この調査はインデペンデント・スクール(国や自治体ではなく、授業料や寄付金などを財源とする私立学校の一種)の学校長協会、HMCとオンラインの安全な利用の促進を目指す英組織、Digital Awareness UKが共同で実施したものだ。

マイケル・ブキャナンHMC会長は、デジタルが生活の一部として定着した現代社会において、「家庭と学校の両側から、子どもに適切なデジタル利用習慣を教えていくことが重要だ」と述べている。

またHMC設立者、エマ・ロバートソン氏は、「親の最大の懸念が子どもの社交性である点に驚きをかくせない」とし、今後学校側でもこの特定の領域への取り組みを強化するよう呼びかけている。

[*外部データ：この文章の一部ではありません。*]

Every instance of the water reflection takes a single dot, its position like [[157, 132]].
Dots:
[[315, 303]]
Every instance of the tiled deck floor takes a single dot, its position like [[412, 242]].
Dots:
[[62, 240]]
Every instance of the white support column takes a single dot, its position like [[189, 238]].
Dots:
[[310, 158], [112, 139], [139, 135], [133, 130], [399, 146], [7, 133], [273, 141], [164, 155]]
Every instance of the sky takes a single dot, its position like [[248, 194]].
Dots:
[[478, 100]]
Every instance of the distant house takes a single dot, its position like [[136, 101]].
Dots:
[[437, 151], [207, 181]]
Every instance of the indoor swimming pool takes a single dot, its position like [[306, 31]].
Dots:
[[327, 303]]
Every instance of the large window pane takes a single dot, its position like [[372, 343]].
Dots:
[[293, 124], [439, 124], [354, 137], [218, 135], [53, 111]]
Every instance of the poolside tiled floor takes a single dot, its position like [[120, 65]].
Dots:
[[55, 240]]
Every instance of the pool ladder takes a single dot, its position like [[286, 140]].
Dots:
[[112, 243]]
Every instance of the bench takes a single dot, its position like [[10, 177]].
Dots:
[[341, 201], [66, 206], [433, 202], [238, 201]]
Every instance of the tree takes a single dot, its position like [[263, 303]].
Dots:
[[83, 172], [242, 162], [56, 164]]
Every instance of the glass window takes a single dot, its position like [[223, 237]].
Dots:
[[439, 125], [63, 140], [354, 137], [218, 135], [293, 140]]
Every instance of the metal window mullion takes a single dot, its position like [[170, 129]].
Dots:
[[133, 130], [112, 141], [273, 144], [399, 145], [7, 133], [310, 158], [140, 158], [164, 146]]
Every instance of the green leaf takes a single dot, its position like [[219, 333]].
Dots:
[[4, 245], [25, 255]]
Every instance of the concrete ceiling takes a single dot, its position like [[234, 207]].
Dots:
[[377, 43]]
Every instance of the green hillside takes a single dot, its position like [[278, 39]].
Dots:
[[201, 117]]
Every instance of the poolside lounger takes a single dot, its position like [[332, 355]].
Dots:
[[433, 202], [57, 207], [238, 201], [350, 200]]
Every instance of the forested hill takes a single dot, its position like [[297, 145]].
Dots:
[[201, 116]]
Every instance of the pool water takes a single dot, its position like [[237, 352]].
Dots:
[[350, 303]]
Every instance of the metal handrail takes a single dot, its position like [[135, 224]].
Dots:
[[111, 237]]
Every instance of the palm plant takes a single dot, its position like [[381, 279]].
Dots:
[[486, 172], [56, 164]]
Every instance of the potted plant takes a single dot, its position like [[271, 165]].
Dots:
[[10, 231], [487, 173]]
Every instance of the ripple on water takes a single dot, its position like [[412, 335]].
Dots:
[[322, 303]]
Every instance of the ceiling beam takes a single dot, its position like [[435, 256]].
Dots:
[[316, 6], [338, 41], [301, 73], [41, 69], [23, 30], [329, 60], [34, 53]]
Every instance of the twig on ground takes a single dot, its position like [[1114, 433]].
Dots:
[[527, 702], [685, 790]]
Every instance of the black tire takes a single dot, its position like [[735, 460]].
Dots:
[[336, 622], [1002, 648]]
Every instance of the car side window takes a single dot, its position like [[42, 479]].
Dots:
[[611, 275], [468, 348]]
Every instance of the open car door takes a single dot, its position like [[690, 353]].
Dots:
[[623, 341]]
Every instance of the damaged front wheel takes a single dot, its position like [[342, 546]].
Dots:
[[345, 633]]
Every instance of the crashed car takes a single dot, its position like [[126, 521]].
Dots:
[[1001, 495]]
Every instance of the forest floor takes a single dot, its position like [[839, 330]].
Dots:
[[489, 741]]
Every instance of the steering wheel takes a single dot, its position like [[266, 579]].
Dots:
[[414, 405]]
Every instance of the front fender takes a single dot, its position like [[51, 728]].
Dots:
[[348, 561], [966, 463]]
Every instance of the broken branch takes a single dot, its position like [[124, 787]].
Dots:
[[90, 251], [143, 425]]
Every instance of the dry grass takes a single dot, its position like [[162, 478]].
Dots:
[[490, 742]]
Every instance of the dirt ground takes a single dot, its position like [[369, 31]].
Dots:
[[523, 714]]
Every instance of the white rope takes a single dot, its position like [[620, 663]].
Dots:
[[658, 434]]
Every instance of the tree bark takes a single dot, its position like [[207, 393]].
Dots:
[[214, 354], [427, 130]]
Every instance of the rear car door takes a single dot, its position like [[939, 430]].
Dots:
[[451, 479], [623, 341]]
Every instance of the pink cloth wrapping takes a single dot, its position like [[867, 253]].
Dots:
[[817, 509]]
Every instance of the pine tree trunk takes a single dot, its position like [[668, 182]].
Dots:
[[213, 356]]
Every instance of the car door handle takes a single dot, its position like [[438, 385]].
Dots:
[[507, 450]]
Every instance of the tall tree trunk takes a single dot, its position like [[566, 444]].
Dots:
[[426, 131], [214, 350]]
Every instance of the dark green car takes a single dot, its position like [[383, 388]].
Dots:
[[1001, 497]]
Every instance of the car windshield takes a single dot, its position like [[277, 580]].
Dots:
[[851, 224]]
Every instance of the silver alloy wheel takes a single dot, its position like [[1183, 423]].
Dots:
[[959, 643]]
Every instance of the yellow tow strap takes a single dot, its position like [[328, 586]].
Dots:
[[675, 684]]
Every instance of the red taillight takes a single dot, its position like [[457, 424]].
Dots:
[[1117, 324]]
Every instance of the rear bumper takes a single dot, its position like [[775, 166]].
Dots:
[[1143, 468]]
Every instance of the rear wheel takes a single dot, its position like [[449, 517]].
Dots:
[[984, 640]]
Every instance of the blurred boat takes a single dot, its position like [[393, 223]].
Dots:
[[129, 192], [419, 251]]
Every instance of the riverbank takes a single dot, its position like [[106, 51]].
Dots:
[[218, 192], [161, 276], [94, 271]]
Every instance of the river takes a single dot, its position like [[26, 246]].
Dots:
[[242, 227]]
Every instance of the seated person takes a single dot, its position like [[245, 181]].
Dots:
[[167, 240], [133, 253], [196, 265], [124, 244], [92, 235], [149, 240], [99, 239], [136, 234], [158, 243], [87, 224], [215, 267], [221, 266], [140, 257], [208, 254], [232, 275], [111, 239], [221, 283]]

親子間の懸念差については、多くの子どもが「親は(子どもが)ネットで何をしているか、どれぐらいの時間費やしているのかなど把握していない」とコメントしていることから、親の関与不足が浮き彫りになっていると指摘。

モバイル・デバイスからあらゆる情報に簡単にアクセスできる環境は、人々の生活を非常に便利なものへと向上させた反面、家庭内のコミュニケーション不足を生み出している。子どもと向き合う時間の大切さについて、改めて考え直させられる。(アレン琴子、英国在住フリーランスライター)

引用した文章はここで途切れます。